SemiAnalysis has put SMIC's third-generation 7nm process under the microscope — and the numbers are more complicated than either side would like.
The research firm's new in-house teardown lab chose Huawei's HiSilicon Kirin 9030 as its first subject. The chip, produced by China's SMIC under US export controls that were meant to prevent exactly this kind of progress, recorded a minimum local metal pitch of 32.5nm. That figure undercuts Intel's 18A process on the same metric. Density, however, is a different story: SMIC's node trails by 38% compared to the leading Western and Taiwanese alternatives SemiAnalysis benchmarked against.

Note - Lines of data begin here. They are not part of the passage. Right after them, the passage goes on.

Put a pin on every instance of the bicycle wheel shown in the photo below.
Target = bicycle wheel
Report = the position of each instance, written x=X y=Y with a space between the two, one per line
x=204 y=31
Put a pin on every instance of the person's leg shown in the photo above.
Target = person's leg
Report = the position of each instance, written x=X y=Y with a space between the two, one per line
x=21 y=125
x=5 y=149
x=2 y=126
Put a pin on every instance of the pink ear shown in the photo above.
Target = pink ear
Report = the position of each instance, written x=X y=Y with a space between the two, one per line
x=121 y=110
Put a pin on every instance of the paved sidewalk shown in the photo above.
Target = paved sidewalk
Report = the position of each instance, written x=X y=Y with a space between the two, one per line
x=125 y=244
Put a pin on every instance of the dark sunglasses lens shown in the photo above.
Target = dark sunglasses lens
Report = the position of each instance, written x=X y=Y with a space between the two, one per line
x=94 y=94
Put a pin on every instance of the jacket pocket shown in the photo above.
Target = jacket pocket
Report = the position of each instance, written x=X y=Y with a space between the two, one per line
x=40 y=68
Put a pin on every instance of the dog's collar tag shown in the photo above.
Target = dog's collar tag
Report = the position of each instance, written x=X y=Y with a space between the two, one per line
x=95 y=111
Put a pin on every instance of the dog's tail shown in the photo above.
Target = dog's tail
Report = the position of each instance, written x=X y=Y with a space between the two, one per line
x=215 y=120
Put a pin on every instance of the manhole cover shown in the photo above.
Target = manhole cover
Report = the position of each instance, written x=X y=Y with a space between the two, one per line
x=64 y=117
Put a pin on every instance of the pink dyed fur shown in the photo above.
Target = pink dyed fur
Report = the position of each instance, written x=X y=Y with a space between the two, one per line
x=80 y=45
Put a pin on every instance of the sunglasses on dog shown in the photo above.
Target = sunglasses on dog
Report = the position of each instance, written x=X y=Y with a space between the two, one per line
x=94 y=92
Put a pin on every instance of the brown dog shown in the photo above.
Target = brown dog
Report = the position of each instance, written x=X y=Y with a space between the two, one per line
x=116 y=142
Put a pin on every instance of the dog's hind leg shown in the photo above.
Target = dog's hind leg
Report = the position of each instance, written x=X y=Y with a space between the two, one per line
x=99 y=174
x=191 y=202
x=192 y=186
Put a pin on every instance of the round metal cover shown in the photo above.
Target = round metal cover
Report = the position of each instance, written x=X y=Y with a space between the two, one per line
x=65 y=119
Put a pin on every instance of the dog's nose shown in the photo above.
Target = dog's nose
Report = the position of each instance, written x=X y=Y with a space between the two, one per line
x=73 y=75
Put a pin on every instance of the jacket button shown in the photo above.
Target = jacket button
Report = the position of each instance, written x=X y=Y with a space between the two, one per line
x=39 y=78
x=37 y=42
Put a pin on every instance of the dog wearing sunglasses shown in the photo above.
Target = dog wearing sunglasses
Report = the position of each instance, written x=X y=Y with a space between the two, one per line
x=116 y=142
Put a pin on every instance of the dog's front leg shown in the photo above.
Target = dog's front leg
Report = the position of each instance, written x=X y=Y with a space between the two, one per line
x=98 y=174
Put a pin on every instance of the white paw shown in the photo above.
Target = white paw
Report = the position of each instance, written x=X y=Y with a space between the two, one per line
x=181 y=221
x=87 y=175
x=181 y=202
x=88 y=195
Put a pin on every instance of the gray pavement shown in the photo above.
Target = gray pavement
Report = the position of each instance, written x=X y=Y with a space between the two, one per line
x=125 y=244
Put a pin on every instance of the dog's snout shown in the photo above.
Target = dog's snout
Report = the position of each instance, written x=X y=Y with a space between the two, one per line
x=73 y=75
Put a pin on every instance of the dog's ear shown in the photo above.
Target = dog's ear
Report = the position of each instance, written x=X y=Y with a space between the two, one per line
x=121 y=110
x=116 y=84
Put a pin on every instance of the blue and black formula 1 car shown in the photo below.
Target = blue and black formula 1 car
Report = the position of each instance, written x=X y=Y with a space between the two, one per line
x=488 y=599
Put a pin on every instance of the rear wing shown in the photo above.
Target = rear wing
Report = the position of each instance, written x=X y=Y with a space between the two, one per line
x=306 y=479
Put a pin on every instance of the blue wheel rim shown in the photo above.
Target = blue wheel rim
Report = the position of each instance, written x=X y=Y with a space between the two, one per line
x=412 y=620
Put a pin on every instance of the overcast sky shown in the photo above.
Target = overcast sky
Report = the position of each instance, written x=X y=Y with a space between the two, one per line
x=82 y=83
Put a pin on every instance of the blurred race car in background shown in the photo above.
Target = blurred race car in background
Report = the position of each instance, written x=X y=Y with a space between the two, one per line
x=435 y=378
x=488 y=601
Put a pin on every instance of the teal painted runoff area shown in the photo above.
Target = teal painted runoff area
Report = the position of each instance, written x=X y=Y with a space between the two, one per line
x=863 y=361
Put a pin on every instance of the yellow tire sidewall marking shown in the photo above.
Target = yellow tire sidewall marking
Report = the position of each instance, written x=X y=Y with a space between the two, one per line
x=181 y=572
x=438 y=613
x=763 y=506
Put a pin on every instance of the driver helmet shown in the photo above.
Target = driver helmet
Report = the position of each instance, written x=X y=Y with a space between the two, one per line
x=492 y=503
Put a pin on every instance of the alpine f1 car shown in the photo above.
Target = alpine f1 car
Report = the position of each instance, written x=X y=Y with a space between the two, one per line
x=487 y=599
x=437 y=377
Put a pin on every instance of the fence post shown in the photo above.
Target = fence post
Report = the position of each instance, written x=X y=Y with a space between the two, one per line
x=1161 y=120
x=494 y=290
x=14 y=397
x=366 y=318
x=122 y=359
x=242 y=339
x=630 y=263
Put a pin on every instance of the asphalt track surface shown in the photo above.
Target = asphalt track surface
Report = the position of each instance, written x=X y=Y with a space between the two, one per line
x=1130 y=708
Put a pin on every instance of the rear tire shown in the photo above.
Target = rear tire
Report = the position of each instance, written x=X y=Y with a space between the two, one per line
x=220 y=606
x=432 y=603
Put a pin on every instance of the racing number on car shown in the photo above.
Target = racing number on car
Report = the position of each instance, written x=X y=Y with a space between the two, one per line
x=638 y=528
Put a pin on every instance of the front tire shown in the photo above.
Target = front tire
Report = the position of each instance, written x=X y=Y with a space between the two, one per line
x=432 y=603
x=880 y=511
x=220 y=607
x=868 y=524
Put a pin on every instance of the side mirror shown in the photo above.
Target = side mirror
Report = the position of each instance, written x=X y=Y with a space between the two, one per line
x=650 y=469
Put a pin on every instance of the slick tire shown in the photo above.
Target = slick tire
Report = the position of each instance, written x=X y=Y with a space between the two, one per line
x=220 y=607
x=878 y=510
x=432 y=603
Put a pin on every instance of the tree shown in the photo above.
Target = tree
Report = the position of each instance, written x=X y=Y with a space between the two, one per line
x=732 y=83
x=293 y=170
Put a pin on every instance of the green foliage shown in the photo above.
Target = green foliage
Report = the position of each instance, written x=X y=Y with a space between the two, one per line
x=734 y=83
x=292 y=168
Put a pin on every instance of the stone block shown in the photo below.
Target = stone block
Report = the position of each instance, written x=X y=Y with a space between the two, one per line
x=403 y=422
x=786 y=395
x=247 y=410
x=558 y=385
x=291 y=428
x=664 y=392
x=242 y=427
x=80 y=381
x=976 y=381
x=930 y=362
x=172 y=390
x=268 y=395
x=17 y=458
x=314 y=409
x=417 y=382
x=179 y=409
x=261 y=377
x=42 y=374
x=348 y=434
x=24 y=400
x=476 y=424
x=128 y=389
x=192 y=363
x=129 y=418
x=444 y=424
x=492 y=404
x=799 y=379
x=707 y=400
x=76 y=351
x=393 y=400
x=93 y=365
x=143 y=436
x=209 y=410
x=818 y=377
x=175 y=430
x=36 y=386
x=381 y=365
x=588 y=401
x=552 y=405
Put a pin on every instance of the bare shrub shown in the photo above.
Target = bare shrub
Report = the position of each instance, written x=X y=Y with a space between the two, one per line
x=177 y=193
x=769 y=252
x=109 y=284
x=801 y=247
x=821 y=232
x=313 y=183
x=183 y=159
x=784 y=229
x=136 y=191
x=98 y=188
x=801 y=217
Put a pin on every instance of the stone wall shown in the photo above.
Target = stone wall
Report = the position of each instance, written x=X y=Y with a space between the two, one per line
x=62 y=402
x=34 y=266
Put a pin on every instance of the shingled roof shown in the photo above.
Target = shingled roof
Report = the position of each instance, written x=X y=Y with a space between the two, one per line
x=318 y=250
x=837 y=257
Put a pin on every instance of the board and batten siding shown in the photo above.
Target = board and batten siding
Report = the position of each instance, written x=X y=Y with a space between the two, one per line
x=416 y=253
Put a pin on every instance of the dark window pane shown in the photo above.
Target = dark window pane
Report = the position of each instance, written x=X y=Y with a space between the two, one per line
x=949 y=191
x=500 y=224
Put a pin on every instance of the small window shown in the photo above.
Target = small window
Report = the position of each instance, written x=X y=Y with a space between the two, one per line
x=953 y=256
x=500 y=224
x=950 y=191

The gap matters because density — how many transistors you can pack into a given area — is what ultimately drives performance-per-watt and die-cost economics. A tighter metal pitch is one input to density, but it is not the whole equation. SMIC closing that gap at all, while operating under sweeping US sanctions on advanced chipmaking equipment, is a signal that containment policy is leaking.
China's semiconductor push has long been described as years behind TSMC and Samsung. The Kirin 9030 teardown suggests the distance is real but shrinking, and that sanctions have slowed rather than stopped the climb. The 38% density lag is meaningful; so is the fact that a sanctioned fab is now trading punches with Intel on any metric at all.